Nos primeiros minutos de jogo, eu não conseguia chegar nem à quarta ou quinta sala. Morria em literais dois toques. Mas apenas com o poder da insistência, nos últimos dias consegui chegar ao ponto em que sou capaz de ir muito além. A satisfação que eu sinto com esse avanço é amarga, bastando olhar para outros “jogos” que disputo comigo mesmo na vida* para ver o quanto eu não avancei. O quanto cada tentativa termina com frequência nas mesmas falhas.

* Eu encaro como um jogo toda e qualquer situação da vida na qual exista uma condição perceptível de vitória e outra de derrota (ou seja, quase todas).

Dia desses tive uma conversa com uma amiga. Na minha facilidade em ser honesto e aberto (particularmente depois de um pint de Heineken), contei a ela alguns dos problemas que me atrapalham há muito tempo. Querendo ajudar, ela deu algumas inteligentes sugestões do que eu poderia fazer.

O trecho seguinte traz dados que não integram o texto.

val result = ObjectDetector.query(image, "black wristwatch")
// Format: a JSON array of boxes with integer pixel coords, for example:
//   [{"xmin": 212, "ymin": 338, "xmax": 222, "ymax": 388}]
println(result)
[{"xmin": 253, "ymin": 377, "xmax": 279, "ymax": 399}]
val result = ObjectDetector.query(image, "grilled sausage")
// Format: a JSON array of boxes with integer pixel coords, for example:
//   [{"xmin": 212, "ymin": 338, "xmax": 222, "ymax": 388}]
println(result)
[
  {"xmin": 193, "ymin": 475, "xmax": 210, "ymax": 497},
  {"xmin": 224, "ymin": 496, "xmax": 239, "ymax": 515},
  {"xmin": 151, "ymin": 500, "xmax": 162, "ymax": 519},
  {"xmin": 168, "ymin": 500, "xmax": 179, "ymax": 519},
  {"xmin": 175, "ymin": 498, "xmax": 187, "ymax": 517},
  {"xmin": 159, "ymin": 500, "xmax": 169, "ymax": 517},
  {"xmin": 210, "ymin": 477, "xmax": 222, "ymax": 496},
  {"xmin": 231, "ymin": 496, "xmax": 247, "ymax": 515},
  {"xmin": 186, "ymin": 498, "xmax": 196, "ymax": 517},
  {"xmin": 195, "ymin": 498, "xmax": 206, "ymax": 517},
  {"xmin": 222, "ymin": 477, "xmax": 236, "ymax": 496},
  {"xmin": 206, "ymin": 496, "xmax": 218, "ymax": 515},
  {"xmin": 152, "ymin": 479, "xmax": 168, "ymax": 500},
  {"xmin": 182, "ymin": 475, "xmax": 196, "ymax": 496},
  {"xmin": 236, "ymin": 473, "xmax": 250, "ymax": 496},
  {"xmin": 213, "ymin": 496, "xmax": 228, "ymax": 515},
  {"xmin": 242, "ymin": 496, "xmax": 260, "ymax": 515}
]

Apesar da sua calorosa boa vontade, pela qual sou muito agradecido, foi desesperador ver que 100% dessas sugestões foram para tentar coisas que eu já venho tentando há anos.

Sinto que qualquer coisa que eu tente fazer é como entrar num castelo diferente de Rogue Legacy, mas ter uma sala, um chefe, um obstáculo, uma constante qualquer contra a qual eu não consigo fazer progresso, por mais que eu invista na repetição.

Videogames, I love you but you’re bringing me down

Não estou dizendo que jogar não faz bem. Homo ludens e tal. Principalmente os dois jogos que eu cito neste texto, são fantásticos, e eu odiaria que você os associasse a ideias negativas só por estar lendo este texto e evitasse experimentá-los.

Se eu estivesse escrevendo uma crítica tradicional, agora seria o momento em que você estaria lendo um veredicto extremamente positivo para os dois. Hotline Miami é melhor como jogo que te faz pensar e se sentir foda fazendo coisas fodas de um jeito foda, enquanto Rogue Legacy dura mais e é menos intenso, bom para explorar e se perder por mais tempo, sentindo a coisa andar melhor a cada vez até um desfecho épico resultante de muito esforço.

“Jogar videogame pra mim não tem sido representativo de algo legal que eu estou fazendo, mas sim de algo importante que eu deveria estar fazendo e não estou, porque estou jogando.”Só que, da mesma forma que um inimigo, item ou mecânica está presente em um determinado jogo para alterar as regras ou a forma de encará-las em um dado momento, o ato de jogar em si é atualmente um elemento da minha vida que muda a forma como eu a vivo. Um elemento que está mais pra nerf do que buff, preciso admitir.

Como aquele achievement inútil que não avança a história, mas que você fica perdendo tempo numa tarefa babaca até conseguir, jogar videogame pra mim não tem sido representativo de algo legal que eu estou fazendo, mas sim de algo importante que eu deveria estar fazendo e não estou, porque estou jogando. Toda vez que eu mando muito bem em Hotline Miami ou faço progresso em Rogue Legacy, logo depois bate uma ressaca moral ao lembrar das coisas da vida nas quais eu estou mandando muito mal e não conseguindo progredir.

Por isso eu preciso admitir que, no momento atual da minha vida, quanto mais eu jogo, pior eu me sinto e pior eu fico. Jogar tem sido ao mesmo tempo sintoma e causa de mal-estar para mim.